Apple-Obsessed Author Fella

Fuck Your Pre-Rejection, Penmonkey

Title says it all.

Fuck your pre-rejection.

Don’t know what I’m talking about? See if you’ve ever done this:

You wrote something. Maybe you edited it. Maybe you didn’t. Maybe you didn’t even finish it. Then, you concoct a series of reasons inside your head why nobody will give a hot wet fuck about it. Nobody will wanna read it. Nobody will wanna buy it. You’ve got your reasons — maybe one reason, maybe a whole catalog full of them. And frankly? They all sound good. This isn’t the one, you tell yourself. It’s not yet right. And soon it becomes smart because, hey, you don’t want that thing you wrote out there. This is a sound business decision. This is a practical creative decision. Not everything you write is going to be aces. And so you open a drawer and you chuck this manuscript into it. It lands on top of five, ten, twenty others. A cloud of dust kicks up like an allergenic mushroom cloud — poof. And then you close the drawer.

That is pre-rejection.

You have killed the thing you created because you imagine its inevitable rejection.

It’s the same way you don’t ask that guy out because you already know how he’ll say no, and it’ll be embarrassing, and jeez even if you did date, he’d probably be a jerk, and even if he wasn’t a jerk, the marriage you’d eventually have would suck, and the kids would be shitheads, and it’d end in divorce and misery and death.

Don’t take that job — you’ll only get fired.

Don’t move to a new house — probably be haunted.

Don’t step outside — ha ha ha, you’ll probably just fucking die. (And so many ways to die!
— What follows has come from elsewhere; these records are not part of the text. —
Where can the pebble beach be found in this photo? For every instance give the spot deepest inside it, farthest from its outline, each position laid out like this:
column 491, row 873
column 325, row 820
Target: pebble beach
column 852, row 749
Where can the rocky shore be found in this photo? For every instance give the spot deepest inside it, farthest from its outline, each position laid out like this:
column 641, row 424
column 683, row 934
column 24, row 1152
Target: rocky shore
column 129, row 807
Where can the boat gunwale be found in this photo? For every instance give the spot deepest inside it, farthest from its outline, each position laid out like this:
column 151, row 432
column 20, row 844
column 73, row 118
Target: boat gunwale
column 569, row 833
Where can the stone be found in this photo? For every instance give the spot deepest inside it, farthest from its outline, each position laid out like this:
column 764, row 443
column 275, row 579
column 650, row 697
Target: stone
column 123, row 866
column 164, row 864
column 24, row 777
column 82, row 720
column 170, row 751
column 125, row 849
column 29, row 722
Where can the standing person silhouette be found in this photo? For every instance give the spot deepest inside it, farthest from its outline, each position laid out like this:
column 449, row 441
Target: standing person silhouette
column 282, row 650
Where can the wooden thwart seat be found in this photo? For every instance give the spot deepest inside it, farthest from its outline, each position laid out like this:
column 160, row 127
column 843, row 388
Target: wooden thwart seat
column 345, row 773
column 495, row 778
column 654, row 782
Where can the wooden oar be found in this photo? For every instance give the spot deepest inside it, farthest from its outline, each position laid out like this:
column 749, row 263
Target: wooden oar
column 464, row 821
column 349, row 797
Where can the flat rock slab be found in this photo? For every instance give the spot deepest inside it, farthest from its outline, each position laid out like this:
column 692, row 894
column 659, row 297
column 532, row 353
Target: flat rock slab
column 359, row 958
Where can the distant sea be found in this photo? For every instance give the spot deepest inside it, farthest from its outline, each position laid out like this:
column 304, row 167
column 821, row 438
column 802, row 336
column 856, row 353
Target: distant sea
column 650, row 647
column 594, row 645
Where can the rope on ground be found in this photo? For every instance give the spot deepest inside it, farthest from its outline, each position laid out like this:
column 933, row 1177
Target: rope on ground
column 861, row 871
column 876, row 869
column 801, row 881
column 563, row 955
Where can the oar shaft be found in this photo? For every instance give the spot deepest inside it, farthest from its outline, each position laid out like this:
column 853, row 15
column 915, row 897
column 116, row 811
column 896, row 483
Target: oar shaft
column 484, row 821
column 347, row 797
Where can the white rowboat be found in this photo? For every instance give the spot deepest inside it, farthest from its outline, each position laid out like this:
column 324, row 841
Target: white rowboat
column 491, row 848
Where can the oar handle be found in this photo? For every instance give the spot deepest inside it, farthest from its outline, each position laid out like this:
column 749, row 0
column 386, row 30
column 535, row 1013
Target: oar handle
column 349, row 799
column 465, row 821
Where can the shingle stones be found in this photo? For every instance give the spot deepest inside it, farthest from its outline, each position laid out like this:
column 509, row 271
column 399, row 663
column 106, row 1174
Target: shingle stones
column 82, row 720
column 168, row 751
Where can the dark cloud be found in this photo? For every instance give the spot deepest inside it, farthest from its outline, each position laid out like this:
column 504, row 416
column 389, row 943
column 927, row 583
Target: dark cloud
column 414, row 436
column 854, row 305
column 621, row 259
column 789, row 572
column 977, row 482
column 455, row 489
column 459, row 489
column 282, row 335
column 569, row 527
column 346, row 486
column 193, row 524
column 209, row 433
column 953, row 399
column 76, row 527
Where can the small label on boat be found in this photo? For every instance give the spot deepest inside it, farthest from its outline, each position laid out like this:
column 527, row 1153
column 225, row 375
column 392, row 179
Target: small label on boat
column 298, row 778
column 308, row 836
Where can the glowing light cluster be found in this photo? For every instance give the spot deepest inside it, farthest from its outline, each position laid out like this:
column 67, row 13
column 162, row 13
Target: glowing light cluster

Flu ebola measles stabbing shooting planking rabid bears assassin bugs arsenic in the water shanked by a free range Gary Busey, and so on, and so forth.)

The glass isn’t half-empty or half-full — it’s just full of scalding hot cat urine! YUM.

Except, yeah, no.

Pre-rejection is bullshit.

It’s a control thing, a power trip, a grotesquely pessimistic fantasy. I know, you’re saying, uhh, it’s not a fantasy, weirdo — except, au contraire, panda bear, it is a fantasy. It’s much easier to reject ourselves than it is to weather the crotch-kicks delivered by someone else. You could far easier slide a knife across your open palm than let someone else do it — it’s so much better when we control the pain that’s sure to come. It’s comforting, easy, lazy even to just get that rejection out of the way now rather than later.

Fuck that static.

The pain isn’t sure to come.

Maybe it will, maybe it won’t.

But if you’re going to do this thing, you need to get hard to it. You need to be not just ready for rejection — you need to be willing to embrace rejection. Not your own — but proper rejection. Rejection you don’t control. You need those calluses and scars. Rejection is always a part of who we are and what we do, and that’s not just in writing. That’s in life. What, you think you’ll get every job? Every date? Every bit of approval from every corner of your life? Life isn’t just a series of hand-jobs and clit-tickles, folks. You will be rejected. It is part of what we do. It is proof that you are doing what you love. It is evidence of the fight you contain within you.

You must defeat the urge to pre-reject.

I’m not saying everything you write is going to be perfect. Far from it. But rejection is clarifying. And it feels awful at first — until it feels awesome. Awesome because this is what successful people go through. Writers who get published are writers who have collected ten rejections (or more, many more) for every one acceptance. Cherish your rejections. Hell, collect ’em. Staple-gun them to your chest like merit badges for a particularly psychopathic branch of the Scouts. Certainly this also doesn’t mean you should send out any old piece of laundry you have hanging around in the hopes some drunken editor will buy it accidentally. But the signs of pre-rejection don’t linger at just one story left unsent. It’s when those start to pile up. It’s when you go beyond feeling that this one isn’t right and start crafting a morbid, macabre fantasy about all the terrible things that’ll happen when you send this manuscript and all the others out.

How do you defeat it?

Practice, for one. Stop thinking so much. Stop worrying. Start submitting. Editors need material. Agents need material. Readers need stories to read.

Let other people read the work. Let them send it out, if you must.

Don’t worry about the things you can’t control. Control what you can — and no, that doesn’t mean to pre-reject, it just means, write the best story, and find your feet with writing.

You didn’t get published, you didn’t win the award, you got a bad review.

Repeat after me:

That’s all right. I can try againI can get better.

But you have to give yourself the chance to try again.

You don’t get better by just chucking manuscripts in a drawer.

You need the agitation.

You need that fear, that uncertainty, that courage.

You need input from other human beings. Which means:

Fuck your pre-rejection.

You want to get rejected? Do it the old-fashioned way.

Let someone else reject you. Take your shot. Worst you can do is fail. And failure fucking rocks.

Sure, maybe you’ll get rejected. But maybe, just maybe, the opposite will happen.

How else do stories reach their audiences, you think?